2. A construção do conceito de cidadania: da ideia moderna de cidadania à construção

2.2. Construção contemporânea da cidadania

A consideração teórica da cidadania infantil não pode ser iniciada sem, antes, ser enquadrada num conjunto mais vasto de discussões recentes acerca das mudanças observadas na cidadania no seu sentido mais genérico, e mais especificamente, nos modelos que a procuram teorizar. Parece também clara a necessidade de uma contextualização dessa mesma discussão. Referimo-nos à discussão da cidadania em sociedades consideradas democráticas e formalmente constituídas enquanto tal, assumindo-se como fundamentais os direitos de nacionalidade, de pertença a uma comunidade específica e com igualdade de direitos e deveres, num sentido mais abrangente. Obviamente tal não implica a ideia de democracias perfeitas nem tão pouco de vivências de cidadania igualmente distribuídas por todos os cidadãos, tal como se discutirá.

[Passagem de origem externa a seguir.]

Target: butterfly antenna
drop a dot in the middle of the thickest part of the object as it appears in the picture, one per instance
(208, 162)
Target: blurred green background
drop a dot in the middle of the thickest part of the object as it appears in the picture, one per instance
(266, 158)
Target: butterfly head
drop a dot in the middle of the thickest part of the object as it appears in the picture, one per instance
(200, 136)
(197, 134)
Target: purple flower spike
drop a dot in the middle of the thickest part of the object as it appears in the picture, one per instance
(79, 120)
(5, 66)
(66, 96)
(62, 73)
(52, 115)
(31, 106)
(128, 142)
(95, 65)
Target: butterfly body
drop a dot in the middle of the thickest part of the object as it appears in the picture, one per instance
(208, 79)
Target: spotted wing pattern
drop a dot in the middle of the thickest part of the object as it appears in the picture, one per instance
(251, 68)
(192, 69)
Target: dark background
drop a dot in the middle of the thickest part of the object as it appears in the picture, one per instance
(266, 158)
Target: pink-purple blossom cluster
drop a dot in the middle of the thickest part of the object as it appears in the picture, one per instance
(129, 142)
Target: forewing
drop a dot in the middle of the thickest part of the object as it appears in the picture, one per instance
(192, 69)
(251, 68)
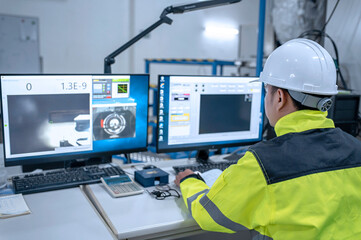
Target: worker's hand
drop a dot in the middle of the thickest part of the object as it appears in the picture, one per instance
(182, 175)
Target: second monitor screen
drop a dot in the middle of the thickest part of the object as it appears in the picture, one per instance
(200, 112)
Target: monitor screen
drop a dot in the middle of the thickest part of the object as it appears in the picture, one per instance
(207, 112)
(48, 118)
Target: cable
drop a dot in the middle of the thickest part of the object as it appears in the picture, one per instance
(329, 18)
(163, 191)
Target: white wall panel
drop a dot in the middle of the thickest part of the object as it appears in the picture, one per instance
(345, 29)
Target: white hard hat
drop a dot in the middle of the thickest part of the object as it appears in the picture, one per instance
(301, 65)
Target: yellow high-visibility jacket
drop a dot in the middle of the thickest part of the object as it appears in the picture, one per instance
(303, 184)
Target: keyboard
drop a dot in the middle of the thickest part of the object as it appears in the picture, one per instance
(63, 178)
(203, 167)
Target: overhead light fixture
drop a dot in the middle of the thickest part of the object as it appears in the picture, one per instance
(178, 9)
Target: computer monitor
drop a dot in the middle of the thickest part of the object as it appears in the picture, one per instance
(59, 118)
(208, 112)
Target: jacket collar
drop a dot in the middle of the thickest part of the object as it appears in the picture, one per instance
(301, 121)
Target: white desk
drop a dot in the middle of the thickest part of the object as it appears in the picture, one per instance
(62, 214)
(142, 216)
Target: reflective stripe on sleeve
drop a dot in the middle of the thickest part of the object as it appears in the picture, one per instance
(219, 217)
(194, 197)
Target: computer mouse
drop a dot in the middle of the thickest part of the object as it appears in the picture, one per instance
(149, 167)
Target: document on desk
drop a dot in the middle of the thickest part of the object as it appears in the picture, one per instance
(13, 205)
(211, 176)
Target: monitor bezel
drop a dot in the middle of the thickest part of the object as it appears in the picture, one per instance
(208, 146)
(74, 156)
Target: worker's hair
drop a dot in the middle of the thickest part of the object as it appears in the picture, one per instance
(297, 104)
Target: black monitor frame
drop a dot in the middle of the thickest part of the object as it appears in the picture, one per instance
(73, 159)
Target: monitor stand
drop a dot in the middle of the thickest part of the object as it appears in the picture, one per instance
(67, 164)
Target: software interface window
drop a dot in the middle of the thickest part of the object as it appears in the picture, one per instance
(208, 109)
(53, 115)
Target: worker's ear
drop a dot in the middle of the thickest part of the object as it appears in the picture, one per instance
(281, 98)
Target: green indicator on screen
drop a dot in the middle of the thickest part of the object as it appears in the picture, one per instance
(122, 88)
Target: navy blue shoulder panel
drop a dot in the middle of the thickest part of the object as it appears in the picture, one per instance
(298, 154)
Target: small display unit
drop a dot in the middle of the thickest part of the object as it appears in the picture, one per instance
(208, 112)
(58, 118)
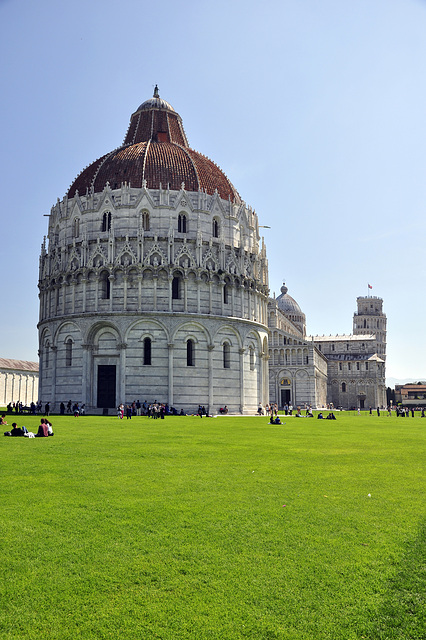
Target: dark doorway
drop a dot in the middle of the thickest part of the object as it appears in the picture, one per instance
(285, 397)
(106, 386)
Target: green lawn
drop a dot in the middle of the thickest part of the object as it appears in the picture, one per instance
(220, 528)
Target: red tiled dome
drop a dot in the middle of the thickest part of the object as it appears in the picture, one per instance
(156, 150)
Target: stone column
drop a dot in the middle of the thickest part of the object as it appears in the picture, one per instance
(210, 348)
(122, 373)
(111, 292)
(84, 288)
(73, 295)
(210, 295)
(185, 294)
(125, 282)
(53, 385)
(86, 384)
(241, 352)
(155, 282)
(199, 281)
(170, 292)
(222, 304)
(139, 293)
(170, 346)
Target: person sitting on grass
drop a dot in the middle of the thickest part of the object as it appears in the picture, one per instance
(43, 431)
(16, 431)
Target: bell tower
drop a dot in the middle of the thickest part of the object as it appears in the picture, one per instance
(370, 319)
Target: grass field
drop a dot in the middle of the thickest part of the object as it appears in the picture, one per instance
(222, 528)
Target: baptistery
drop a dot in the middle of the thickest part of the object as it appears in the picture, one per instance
(153, 280)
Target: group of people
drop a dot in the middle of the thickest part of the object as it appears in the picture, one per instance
(72, 407)
(45, 429)
(20, 408)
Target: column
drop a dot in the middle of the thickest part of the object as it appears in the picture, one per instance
(122, 373)
(111, 292)
(84, 287)
(210, 348)
(170, 346)
(241, 352)
(155, 281)
(139, 293)
(210, 296)
(85, 382)
(53, 386)
(170, 293)
(185, 294)
(125, 281)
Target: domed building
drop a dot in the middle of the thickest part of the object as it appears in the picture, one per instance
(154, 281)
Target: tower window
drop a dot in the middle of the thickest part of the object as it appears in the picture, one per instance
(251, 359)
(226, 293)
(68, 353)
(226, 356)
(105, 286)
(106, 221)
(182, 223)
(147, 351)
(145, 220)
(176, 288)
(215, 228)
(190, 353)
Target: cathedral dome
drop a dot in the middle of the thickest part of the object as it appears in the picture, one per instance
(291, 309)
(287, 304)
(155, 153)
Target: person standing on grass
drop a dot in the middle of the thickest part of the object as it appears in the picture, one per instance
(16, 431)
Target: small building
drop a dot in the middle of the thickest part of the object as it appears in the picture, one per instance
(411, 395)
(18, 381)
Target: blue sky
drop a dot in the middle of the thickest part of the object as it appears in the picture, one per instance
(314, 109)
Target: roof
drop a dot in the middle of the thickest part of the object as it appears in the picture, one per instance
(21, 365)
(344, 338)
(155, 150)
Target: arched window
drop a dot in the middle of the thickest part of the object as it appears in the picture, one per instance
(226, 293)
(105, 286)
(190, 353)
(176, 288)
(251, 350)
(182, 223)
(215, 228)
(147, 351)
(145, 220)
(68, 353)
(106, 221)
(226, 355)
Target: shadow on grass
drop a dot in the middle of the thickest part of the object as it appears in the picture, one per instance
(403, 613)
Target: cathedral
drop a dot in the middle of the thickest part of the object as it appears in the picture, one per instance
(153, 285)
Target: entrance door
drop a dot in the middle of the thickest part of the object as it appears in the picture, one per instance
(285, 397)
(106, 386)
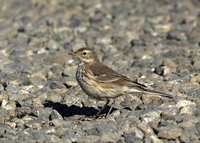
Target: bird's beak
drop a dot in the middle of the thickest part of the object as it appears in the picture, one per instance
(73, 54)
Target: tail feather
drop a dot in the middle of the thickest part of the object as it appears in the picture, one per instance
(158, 93)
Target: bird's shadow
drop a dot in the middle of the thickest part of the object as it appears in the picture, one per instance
(68, 111)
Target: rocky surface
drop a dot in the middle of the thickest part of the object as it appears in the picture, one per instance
(156, 43)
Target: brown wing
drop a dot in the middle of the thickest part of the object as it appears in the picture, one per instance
(104, 74)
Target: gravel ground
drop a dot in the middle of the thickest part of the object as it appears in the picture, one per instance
(155, 42)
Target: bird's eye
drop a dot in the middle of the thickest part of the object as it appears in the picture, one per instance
(84, 53)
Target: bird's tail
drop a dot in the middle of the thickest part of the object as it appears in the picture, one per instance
(158, 93)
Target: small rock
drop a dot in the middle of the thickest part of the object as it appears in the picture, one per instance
(183, 103)
(12, 88)
(170, 132)
(190, 135)
(55, 115)
(58, 122)
(88, 138)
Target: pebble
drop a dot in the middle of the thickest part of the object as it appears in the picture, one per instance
(156, 44)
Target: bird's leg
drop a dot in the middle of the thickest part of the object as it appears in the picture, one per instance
(113, 102)
(102, 108)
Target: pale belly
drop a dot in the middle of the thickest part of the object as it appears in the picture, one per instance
(99, 91)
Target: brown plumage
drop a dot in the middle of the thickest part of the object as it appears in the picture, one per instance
(101, 82)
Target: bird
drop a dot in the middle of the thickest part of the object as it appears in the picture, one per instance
(100, 82)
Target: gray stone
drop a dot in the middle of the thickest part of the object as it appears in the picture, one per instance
(170, 132)
(13, 89)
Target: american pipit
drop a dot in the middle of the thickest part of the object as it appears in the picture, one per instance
(101, 82)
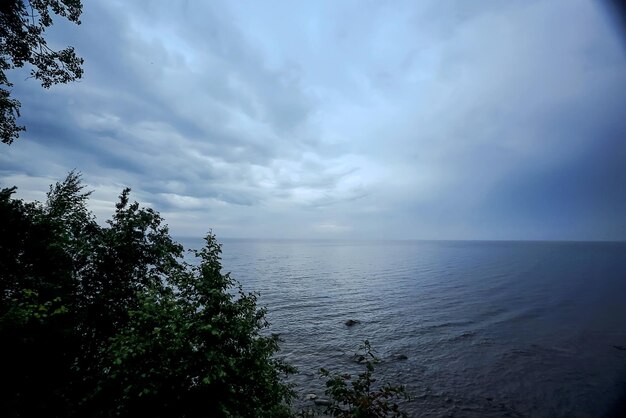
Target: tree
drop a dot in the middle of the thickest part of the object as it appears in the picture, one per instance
(363, 397)
(109, 320)
(22, 27)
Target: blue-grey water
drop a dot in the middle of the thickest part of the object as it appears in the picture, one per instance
(489, 329)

Inserida no quadro das sociedades democráticas, fortemente globalizadas e assimétricas de diferentes pontos de vista, e associada aos discursos de decréscimo e enfraquecimento do exercício de direitos de cidadania – portanto, de direitos políticos no sentido mais lato – as reconfigurações de cidadania encontram-se no centro do debate. A reclamação de uma noção mais vasta e flexível, por exemplo estendendo-se não apenas ao domínio público mas também ao privado, implica a problematização das teorias da cidadania formal e a concetualização de uma cidadania ativa (Plummer, 2003; Lister, 2007, b)). Não mais pensada no sentido restrito ou clássico de uma correspondência estrita entre direitos e deveres e a capacidade de os reclamar e os cumprir (Marshall, 1950), respetivamente, a cidadania passa a incluir novas dimensões e categorias correspondentes às expressões que assumem no quadro de relações sociais mais específicas e mais complexas. É neste sentido que surgem as reivindicações da consideração de cidadanias universalistas, de cidadanias íntimas, cidadanias urbanas, na inclusão de franjas da população ou grupos geracionais que tradicionalmente se veem excluídas da possibilidade de exercício de uma cidadania plena. Os semi-cidadãos (Cohen, 2005) ocupam cada vez mais espaço na literatura contemporânea sobre

cidadania. Tal como afirma Jans (2004), a noção de cidadania ativa será vista mais como um processo do que como um conjunto standard de direitos e responsabilidades

Marshall e a visão moderna de cidadania

A cidadania moderna e os seus estudos datam de finais da Segunda Grande Guerra. Marshall (1950) argumentou que a forma prevalente de cidadania em meados do século XX era um conjunto de direitos e obrigações excessivamente limitada e formalizada. Via a distância entre classes em Inglaterra como um impedimento para o exercício da cidadania cívica. O impulso normativo da cidadania moderna levou à criação e extensão de programas sociais e a um esforço para expandir os direitos a saúde, educação, segurança social, e cuidados de saúde. O rápido crescimento económico no pós-guerra aconteceu no estádio pós moderno de cidadania. Gerou um sentido geral de bem-estar material na maioria do mundo industrializado, levando a uma “mudança cultural” e de valores.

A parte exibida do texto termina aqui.